Hiç yalnız hissetmedim kendimi.
Bir odada tek başıma kaldım, intiharın eşiğinde. Kendimi çok kötü hissettiğim oldu, ama hiçbir zaman birinin odaya girip kendimi daha iyi hissetmemi sağlayacağını düşünmedim? ya da birkaç kişinin.
Başka bir deyişle, yalnızlık beni hiçbir zaman rahatsız etmemiştir, çünkü yalnız kalmaya doyamam.
Ben kendimi insan dolu bir odada ya da tezahürat yapan seyircilerle dolu bir tribünde en yalnız hissederim.

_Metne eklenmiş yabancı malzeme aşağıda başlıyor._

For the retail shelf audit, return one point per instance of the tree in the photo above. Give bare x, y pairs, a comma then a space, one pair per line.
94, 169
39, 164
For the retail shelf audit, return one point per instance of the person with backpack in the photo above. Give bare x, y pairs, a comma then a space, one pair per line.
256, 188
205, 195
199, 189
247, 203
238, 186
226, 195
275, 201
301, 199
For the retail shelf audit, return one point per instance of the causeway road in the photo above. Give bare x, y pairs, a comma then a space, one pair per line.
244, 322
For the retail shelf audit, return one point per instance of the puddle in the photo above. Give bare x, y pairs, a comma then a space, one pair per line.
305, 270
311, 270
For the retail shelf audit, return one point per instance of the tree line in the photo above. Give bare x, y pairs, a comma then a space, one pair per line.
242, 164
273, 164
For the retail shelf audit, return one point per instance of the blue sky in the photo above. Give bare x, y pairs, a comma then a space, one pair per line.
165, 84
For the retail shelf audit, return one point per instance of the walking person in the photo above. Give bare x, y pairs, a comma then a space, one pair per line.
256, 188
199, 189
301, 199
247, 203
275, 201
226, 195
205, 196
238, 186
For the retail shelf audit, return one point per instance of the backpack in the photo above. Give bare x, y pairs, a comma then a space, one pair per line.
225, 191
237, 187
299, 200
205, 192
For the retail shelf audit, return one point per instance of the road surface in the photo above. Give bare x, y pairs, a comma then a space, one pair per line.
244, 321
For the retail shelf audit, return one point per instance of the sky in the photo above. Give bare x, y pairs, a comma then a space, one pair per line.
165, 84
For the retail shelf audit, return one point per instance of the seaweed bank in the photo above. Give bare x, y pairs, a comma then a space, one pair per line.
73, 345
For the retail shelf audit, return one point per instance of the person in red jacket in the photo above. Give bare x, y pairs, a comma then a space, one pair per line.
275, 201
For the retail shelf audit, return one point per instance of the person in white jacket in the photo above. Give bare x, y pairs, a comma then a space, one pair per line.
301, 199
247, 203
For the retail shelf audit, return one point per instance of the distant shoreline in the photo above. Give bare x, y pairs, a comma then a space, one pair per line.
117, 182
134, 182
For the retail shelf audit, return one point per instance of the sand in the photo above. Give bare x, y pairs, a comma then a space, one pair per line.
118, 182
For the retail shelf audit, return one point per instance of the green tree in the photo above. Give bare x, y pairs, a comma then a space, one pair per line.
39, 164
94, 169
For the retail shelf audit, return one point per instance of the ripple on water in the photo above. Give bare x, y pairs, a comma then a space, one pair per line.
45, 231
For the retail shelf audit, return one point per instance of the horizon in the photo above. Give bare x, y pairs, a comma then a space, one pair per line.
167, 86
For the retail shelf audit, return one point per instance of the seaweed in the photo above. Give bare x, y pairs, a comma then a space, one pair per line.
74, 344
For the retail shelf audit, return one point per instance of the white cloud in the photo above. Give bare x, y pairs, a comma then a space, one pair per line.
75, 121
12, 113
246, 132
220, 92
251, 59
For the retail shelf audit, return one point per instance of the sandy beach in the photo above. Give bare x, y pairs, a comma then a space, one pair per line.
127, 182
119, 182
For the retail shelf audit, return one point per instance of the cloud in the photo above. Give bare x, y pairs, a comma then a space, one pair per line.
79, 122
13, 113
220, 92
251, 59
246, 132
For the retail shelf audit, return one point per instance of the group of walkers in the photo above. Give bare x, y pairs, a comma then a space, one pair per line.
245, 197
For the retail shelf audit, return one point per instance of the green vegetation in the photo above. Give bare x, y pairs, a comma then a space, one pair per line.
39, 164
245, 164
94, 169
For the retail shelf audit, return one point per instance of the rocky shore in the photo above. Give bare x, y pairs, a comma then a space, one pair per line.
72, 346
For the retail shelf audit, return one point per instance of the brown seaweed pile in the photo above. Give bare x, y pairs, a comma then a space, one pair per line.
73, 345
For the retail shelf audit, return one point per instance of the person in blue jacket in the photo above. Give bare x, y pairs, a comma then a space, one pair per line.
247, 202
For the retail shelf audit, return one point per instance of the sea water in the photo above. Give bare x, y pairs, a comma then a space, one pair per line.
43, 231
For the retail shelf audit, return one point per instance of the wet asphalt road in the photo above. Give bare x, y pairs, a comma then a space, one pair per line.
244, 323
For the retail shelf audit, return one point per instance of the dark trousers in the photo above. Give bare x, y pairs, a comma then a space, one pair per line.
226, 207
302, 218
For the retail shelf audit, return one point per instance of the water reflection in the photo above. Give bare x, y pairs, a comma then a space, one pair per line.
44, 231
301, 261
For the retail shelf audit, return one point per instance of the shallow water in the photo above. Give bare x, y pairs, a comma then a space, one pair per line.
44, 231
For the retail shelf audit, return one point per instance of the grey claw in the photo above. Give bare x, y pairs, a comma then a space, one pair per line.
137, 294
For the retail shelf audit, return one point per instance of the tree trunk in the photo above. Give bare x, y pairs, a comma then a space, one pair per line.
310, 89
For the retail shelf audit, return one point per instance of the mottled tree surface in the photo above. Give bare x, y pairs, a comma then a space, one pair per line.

Ibsen’den bir alıntı yapacağım: “En güçlü insanlar genellikle yalnızdır.” Hiçbir zaman içimden, “şuh bir sarışın içeri girince kendimi daha iyi hissedeceğim,” diye geçirmedim. Hayır, onun hiçbir yararı olmaz. İnsanları bilirsin, “Hey, Cuma akşamı, ne yapacağız? Burda kös kös oturacak mıyız?” Evet, kesinlikle. Çünkü yok dışarıda bir şey.Aptallık sadece.
Aptal insanlarla fingirdeyen aptal insanlar. Geceye koşa koşa çıkmak gibi bir ihtiyaç içinde olmadım hiçbir zaman. Barlarda gizlendim, çünkü fabrikalarda gizlenmek istemiyordum. Hepsi bu. Milyonlarca insan adına özür dilerim, ama ben kendimi hiçbir zaman yalnız hissetmedim. Kendimden hoşnutum.
Bildiğim en iyi eğlence kendimim. Biraz daha şarap içelim!